Una regla de oro en cualquier disciplina laboral es que no se mezcla lo profesional con lo personal. Cuando una cosa interfiere con la otra, no nos desempeñamos correctamente en ninguna de las dos.
En todas las oficinas existen diferencias de criterios, encontrones y fricciones, algunas de ellas muy intensas.
Pero tener una de estas discrepancias de trabajo no significa que la otra parte se convierte en nuestro enemigo.
Es cierto, no somos monedita de oro para caerle bien a todo el mundo pero, ¿acaso demostrar nuestro punto en una discusión profesional nos hace despreciables?
Lo peor es que cuando se dan casos en que dos personas que tienen que trabajar juntos en una empresa quedan de enemigos, toda la organización sufre, porque están más preocupados por hacer ver mal al enemigo que desempeñarse por lo que les pagan.
Existen empresas que se llenan de tribus rivales. Unos no se hablan con los otros, y los compinches que se forman por esas enemistades, se sientan juntos a bochinchear sobre el grupo contrario. Es un ambiente de trabajo muy estresante, y poco productivo.
De hecho, una empresa con este problema se asemeja a un país como el nuestro, ya que cada grupito de empleados es como si fuera un partido político, con su propia agenda e intereses.
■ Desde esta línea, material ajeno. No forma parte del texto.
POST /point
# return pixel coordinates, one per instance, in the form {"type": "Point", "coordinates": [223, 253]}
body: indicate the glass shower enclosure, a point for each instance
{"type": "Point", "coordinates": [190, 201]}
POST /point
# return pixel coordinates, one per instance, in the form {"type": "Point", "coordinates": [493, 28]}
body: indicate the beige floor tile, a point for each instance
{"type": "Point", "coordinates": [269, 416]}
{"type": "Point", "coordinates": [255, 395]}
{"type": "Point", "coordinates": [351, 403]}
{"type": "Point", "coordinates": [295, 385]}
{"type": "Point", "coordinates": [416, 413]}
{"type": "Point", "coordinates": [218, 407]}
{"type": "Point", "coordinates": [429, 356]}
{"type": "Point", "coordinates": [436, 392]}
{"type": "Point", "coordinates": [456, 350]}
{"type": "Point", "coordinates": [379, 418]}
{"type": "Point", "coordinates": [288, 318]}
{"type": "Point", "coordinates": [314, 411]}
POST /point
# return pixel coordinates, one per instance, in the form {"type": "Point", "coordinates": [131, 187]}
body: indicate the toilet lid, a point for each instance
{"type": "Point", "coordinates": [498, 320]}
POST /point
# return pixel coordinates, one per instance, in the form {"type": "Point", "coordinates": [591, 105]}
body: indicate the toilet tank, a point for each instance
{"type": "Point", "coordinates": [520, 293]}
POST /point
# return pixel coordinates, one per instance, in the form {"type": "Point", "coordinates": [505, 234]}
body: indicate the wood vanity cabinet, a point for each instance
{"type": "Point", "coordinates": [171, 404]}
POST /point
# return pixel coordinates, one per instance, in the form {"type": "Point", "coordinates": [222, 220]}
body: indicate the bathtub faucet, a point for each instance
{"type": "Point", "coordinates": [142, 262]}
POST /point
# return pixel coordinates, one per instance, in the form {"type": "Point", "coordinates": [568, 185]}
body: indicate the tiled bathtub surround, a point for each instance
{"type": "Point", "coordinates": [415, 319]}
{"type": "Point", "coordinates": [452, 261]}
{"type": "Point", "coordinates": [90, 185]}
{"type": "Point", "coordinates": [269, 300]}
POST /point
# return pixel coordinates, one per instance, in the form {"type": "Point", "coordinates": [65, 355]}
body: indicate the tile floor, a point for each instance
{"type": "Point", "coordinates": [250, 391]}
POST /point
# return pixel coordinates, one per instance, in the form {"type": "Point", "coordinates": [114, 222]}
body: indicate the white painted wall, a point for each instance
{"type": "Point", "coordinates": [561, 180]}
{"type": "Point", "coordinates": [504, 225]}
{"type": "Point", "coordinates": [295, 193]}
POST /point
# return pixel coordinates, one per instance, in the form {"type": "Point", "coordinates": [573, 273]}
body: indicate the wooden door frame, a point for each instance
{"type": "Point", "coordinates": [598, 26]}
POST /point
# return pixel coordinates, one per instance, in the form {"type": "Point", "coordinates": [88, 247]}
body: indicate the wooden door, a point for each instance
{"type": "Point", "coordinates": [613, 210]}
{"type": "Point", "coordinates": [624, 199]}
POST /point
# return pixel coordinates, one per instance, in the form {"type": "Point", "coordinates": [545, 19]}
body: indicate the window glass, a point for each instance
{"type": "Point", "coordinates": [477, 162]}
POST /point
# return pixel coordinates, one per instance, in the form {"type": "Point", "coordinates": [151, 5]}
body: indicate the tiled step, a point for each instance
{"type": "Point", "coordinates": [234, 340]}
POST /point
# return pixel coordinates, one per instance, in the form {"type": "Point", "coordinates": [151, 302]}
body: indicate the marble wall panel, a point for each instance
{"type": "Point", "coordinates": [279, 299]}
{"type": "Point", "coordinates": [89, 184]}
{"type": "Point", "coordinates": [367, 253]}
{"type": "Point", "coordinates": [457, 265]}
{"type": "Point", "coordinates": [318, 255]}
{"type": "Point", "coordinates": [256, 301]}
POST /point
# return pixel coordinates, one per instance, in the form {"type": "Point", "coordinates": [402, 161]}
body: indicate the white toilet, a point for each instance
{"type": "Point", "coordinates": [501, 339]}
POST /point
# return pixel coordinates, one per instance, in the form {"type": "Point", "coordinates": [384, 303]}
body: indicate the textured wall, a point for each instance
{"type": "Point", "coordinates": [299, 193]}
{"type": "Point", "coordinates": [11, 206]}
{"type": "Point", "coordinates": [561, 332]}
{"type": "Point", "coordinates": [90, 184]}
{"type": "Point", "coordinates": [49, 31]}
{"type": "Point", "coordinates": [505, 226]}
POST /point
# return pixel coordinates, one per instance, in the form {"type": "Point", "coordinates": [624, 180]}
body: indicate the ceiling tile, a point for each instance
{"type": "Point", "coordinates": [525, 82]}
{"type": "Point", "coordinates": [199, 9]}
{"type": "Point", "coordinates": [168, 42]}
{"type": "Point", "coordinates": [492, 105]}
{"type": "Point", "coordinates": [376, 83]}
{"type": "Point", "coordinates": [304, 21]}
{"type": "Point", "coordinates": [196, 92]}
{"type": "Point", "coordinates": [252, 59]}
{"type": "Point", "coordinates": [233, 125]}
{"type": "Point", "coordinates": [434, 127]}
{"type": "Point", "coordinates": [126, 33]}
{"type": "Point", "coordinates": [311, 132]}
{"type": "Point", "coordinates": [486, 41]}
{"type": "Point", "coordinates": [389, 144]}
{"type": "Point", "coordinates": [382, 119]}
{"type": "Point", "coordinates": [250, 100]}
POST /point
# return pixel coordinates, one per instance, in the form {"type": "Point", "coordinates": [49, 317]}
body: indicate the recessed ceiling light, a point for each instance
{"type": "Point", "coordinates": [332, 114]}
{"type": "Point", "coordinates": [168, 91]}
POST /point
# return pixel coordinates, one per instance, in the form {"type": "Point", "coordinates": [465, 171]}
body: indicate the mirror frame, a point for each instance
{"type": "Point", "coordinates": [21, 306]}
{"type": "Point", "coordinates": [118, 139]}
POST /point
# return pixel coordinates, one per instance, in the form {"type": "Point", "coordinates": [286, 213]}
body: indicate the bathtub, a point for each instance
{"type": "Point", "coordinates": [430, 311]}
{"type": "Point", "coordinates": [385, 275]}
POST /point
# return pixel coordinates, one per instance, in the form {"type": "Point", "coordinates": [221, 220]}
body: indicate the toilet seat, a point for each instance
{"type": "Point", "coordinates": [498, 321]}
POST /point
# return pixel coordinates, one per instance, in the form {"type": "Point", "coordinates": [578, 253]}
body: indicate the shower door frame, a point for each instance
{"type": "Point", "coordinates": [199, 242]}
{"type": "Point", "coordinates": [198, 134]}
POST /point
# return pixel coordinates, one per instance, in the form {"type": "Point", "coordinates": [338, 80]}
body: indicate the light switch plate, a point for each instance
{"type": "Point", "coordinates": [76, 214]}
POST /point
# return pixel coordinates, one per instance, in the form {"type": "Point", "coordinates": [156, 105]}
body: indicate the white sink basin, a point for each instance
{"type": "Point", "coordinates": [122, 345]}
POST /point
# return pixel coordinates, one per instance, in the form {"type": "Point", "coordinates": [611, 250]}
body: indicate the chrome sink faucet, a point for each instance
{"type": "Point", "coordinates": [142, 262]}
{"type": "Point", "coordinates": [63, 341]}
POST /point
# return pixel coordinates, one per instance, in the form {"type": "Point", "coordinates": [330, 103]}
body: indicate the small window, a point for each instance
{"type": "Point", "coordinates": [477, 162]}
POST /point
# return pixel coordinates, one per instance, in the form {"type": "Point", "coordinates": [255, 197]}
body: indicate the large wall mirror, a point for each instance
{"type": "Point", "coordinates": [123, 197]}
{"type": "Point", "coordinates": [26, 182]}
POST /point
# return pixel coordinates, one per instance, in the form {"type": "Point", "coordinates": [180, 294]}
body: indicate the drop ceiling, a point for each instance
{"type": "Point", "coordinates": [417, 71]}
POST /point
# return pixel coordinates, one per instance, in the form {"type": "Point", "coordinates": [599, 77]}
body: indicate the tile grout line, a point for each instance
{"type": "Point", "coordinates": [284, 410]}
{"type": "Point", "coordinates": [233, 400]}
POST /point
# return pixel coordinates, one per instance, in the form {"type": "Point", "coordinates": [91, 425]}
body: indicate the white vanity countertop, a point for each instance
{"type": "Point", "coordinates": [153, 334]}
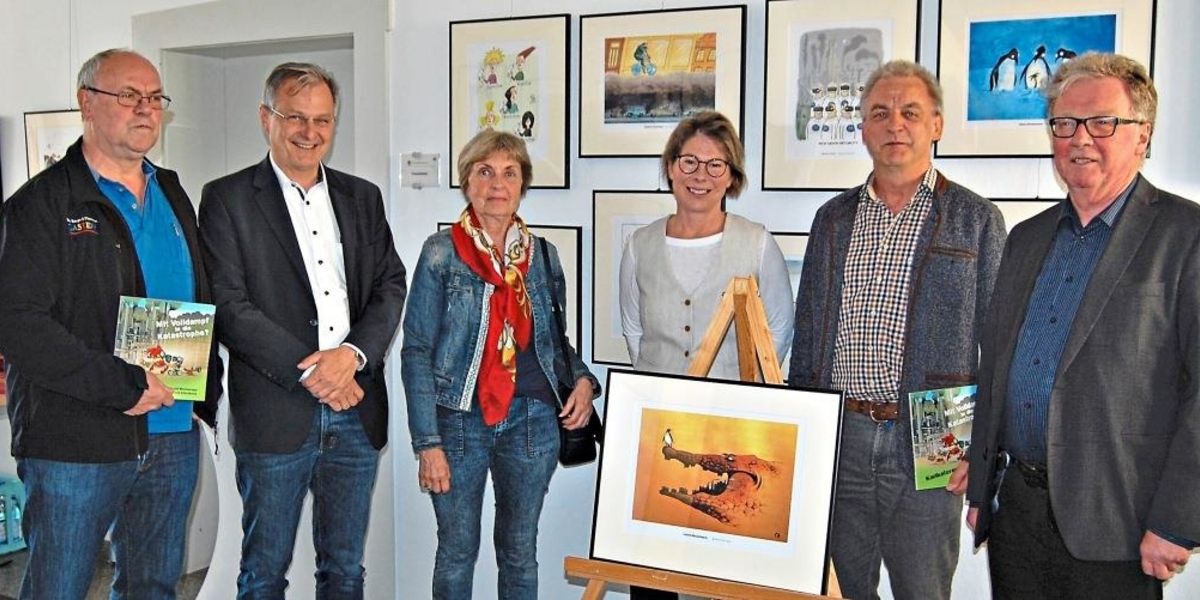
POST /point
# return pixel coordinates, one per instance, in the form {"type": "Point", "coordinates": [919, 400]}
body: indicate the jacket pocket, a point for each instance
{"type": "Point", "coordinates": [935, 381]}
{"type": "Point", "coordinates": [954, 252]}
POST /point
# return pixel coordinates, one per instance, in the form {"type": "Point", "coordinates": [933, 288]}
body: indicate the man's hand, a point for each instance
{"type": "Point", "coordinates": [577, 408]}
{"type": "Point", "coordinates": [958, 485]}
{"type": "Point", "coordinates": [1161, 558]}
{"type": "Point", "coordinates": [433, 473]}
{"type": "Point", "coordinates": [331, 381]}
{"type": "Point", "coordinates": [155, 396]}
{"type": "Point", "coordinates": [341, 400]}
Y ya sabemos cómo se resiente el desarrollo de un país en el que los partidos sólo buscan desacreditarse unos a otros, en pugna por el poder.
Al final, no es posible desarrollar proyectos a largo plazo porque cuando sube un partido que antes era de oposición, todo lo que hicieron los adversarios es malo y hay que cortarlo de raíz.
Con gente poco profesional, no se puede trabajar.